Des résultats ambitieux
Les impacts attendus sont colossaux. Outre la réduction des importations, ce plan vise l’amélioration de l’assiette fiscale (estimée à plus de 1700 milliards de FCFA en 2030) et l’installation d’au moins 100 000 jeunes et femmes entrepreneurs dans le bassin de production du manioc.

« Une collaboration orientée vers des résultats »

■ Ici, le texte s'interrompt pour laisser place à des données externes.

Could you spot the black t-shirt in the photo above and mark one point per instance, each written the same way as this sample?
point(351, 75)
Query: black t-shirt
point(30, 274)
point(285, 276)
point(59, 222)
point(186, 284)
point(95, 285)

En clôturant la cérémonie, le ministre Gabriel Mbaïrobe a tenu à rappeler l’importance du suivi de ces accords. « La signature de ces partenariats n’est pas une fin en soi, mais le point de départ d’une collaboration que je souhaite dynamique, concrète, et orientée vers des résultats. En ce qui me concerne et mes collaborateurs, nous restons disposés à vous apporter toute l’assistance technique nécessaire, en toute transparence et avec le respect de la déontologie. »

Avec ces deux signatures, le gouvernement camerounais pose des jalons solides vers la souveraineté alimentaire, en misant sur l’agro-industrie, l’entreprenariat des jeunes et la transformation locale des matières premières.